How to deal with massively heterogeneous cultural heritage data – lessons learned in CultureSampo

Paper Title: 
How to deal with massively heterogeneous cultural heritage data – lessons learned in CultureSampo
Eetu Mäkelä, Eero Hyvönen, and Tuukka Ruotsalo
This paper presents the CultureSampo system for publishing heterogeneous linked data as a service. Discussed are the problems of converting legacy data into linked data, as well as the challenge of making the massively heterogeneous yet interlinked cultural heritage content interoperable on a semantic level. Novel user interface concepts for then utilizing the content are also presented. In the approach described, the data is published not only for human use, but also as intelligent services for other computer systems that can then provide interfaces of their own for the linked data. As a concrete use case of using CultureSampo as a service, the BookSampo system for publishing Finnish fiction literature on the semantic web is presented.
Full PDF Version: 
Submission type: 
Full Paper
Responsible editor: 

Resubmission accepted after the changes have been reviewed by the editors.

Review 1 by Werner Kuhn

This is an excellent and very interesting paper, perfectly fitting the issue. It stands out by being very strongly based in real world data that are far from trivial, by discussing longer term experiences, and by offering its very valuable and most interesting lessons learned. Particularly the observation on the user level difficulties with event-based ontologies is very important and should lead to interesting new research challenges. But many other lessons are equally (or even more) valuable, covering many issues from data modeling through reasoning to user interaction.

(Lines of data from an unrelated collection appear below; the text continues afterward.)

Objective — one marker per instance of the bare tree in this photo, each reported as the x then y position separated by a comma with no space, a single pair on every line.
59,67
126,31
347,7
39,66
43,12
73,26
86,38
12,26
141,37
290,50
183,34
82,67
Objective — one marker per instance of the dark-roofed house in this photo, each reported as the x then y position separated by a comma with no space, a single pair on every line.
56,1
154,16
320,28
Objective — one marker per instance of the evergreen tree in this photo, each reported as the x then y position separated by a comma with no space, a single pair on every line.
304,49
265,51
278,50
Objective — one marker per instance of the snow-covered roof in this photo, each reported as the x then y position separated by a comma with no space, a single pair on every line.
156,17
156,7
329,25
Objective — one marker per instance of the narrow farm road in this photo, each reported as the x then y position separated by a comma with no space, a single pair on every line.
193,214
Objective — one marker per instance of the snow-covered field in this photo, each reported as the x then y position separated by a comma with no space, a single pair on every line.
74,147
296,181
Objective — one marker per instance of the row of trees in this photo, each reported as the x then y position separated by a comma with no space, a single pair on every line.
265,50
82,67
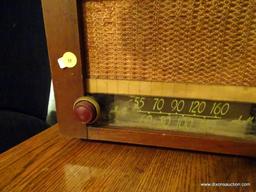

The only overall suggestion I have is to address the issue of large (or huge) data quantities more explicitly, in particular in the latter parts of the paper (regarding reasoning and services).

Another, less important point is your claim to have used "language-independent" ontologies. I am not sure what you mean by this, as vocabularies are per definition language-dependent. At least at their leaves, your ontologies are language dependent. More importantly, I would assume that Finish and Swedish, for example, hold some rather different conceptualizations of the world, and it would be good to state, at least, whether you have faced any of these, or not yet paid attention to them.

The first part of the paper contains several typos (arcihives, catalogueing, variery) and on p.5 it should say manufacture*d*.
The phrase on p.11 starting with "shift focus from object location...." is not very clear to me.
At the end of p.19, a sentence starts with "But.." and then continues with "however", but these are redundant however ;-).

Review 2 by Andreas Andreou

This is a very well written paper presenting how to deal with heterogeneous cultural heritage data through the CultureSampo system. This is clearly the description of the end result of a research funded project. Overall the paper stands strong, with the only flaw being the inability to identify how this paper differs from other studies publsihed by the same group or from similar work. For example, references 21, 22, 23, 24 describe pretty much similar parts of the present paper. How do these studies differ from this paper? What is the new elements reported here compared to those articles? This should be clearly addressed and explained by the authors. There are some typing erros here and there (e.g. p.5, left column, 3 lines from the bottm, the word "one" should normally be "on"). These typos should be corrected.
Other than the above the paper reports very interesting findings, so once the aforementioned comments are addressed the paper may proceed to publication.

Review 3 by anonymous reviewer

This paper summarizes the contributions and the lessons learned during the development of CultureSampo. It is well written and gives an overview of the whole system, the content creation and integration, the user interfaces, and the system¢s functionality exposed as cultural heritage semantic services.
It would be interesting to give more information on how the CultureSampo functionality was used in the BookSampo project (unless BookSampo is an ongoing project – this is not very clear from reading the text) or, in general, give more details on how the CultureSampo services/functionalities can be reused in other use cases (e.g. the steps/requirements needed).